Gugatan ini diajukan Perkumpulan untuk Pemilu dan Demokrasi (Perludem) mengajukan pengujian sejumlah pasal dalam Undang-Undang Pemilu dan UU Pilkada ke Mahkamah Konstitusi (MK). Perludem meminta agar Pemilu untuk tingkat nasional dipisah dan diberi jarak 2 tahun dengan Pemilu tingkat daerah.

Gugatan tersebut teregister dengan nomor perkara 135/PUU-XXII/2024. Perludem mengajukan gugatan terhadap Pasal 1 ayat (1), Pasal 167 ayat (3), Pasal 347 ayat (1) Undang-Undang Nomor 7 Tahun 2017 tentang Pemilihan Umum (Pemilu) serta Pasal 3 ayat (1) UU Nomor 8 Tahun 2015 tentang Pilkada.

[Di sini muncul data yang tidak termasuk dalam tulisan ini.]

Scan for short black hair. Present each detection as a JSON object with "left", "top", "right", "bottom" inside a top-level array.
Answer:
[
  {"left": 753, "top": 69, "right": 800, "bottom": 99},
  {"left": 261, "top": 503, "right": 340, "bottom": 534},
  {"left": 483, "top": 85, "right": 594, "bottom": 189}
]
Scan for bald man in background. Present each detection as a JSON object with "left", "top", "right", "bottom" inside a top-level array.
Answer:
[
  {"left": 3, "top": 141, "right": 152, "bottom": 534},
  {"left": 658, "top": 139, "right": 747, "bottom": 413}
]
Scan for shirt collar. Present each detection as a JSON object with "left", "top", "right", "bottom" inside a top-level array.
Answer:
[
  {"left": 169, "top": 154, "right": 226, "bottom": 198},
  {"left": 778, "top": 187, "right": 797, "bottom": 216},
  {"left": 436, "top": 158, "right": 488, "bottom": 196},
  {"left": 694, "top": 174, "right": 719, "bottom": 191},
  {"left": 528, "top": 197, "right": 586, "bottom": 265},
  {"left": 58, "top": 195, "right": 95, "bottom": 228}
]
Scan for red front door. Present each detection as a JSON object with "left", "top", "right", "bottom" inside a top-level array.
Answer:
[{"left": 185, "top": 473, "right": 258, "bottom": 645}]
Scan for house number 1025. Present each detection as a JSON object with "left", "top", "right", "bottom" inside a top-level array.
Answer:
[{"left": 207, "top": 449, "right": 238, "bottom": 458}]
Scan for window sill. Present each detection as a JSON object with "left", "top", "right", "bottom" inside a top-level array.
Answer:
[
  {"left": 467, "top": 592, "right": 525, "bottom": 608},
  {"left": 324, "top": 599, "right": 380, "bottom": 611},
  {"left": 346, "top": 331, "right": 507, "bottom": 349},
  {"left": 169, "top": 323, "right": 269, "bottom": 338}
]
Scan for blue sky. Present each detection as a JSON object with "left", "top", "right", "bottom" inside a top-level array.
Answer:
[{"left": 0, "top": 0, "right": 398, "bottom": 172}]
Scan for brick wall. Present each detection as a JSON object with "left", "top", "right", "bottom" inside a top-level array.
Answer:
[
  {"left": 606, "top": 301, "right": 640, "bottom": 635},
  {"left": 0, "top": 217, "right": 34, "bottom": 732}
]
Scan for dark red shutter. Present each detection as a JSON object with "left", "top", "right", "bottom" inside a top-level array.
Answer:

Perludem menilai pemilu serentak dengan lima kotak suara di TPS telah melemahkan pelembagaan partai politik, melemahkan upaya penyederhanaan sistem kepartaian serta menurunkan kualitas kedaulatan rakyat dalam penyelenggaraan pemilu. Pemohon menilai pengaturan keserentakan Pemilu legislatif dan Pemilu Presiden tidak lagi bisa hanya dipandang sebagai pengaturan jadwal pemilu saja.

Pemohon menilai pengaturan jadwal pemilu berdampak serius terhadap pemenuhan asas penyelenggaraan pemilu yang diatur Pasal 22E ayat (1) UUD 1945. Dia mengatakan pengaturan pada UU Pemilu yang memerintahkan pelaksanaan Pemilu Presiden, DPR, DPD, dibarengi dengan Pemilu Anggota DPRD Provinsi dan Kabupaten/Kota telah membuat partai politik tidak punya waktu yang cukup untuk melakukan rekrutmen dan kaderisasi politik untuk mencalonkan anggota legislatif pada pemilu legislatif tiga level sekaligus.

"Akibatnya, ketentuan di dalam undang-undang a quo yang memerintahkan pelaksanaan Pemilu lima kotak secara langsung sekaligus, telah melemahkan pelembagaan partai politik. Partai menjadi tidak berdaya berhadapan dengan realitas politik ketika para pemilik modal, caleg popular dan punya materi yang banyak untuk secara transaksional dan taktis dicalonkan karena partai tidak lagi punya kesempatan, ruang, dan energi untuk melakukan kaderisasi dalam proses pencalonan anggota legislatif di semua level pada waktu yang bersamaan," ujar pengacara pemohon, Fadli Ramadhanil saat membacakan permohonan di gedung MK, Jumat (4/11/2024).

Pemohon pun meminta pemilu dipisah menjadi pemilu nasional untuk memilih anggota DPR, DPD, dan presiden-wakil presiden serta pemilu daerah untuk memilih anggota DPRD serta kepala daerah. Pemohon juga meminta ada jeda 2 tahun antara pemilu nasional dan daerah.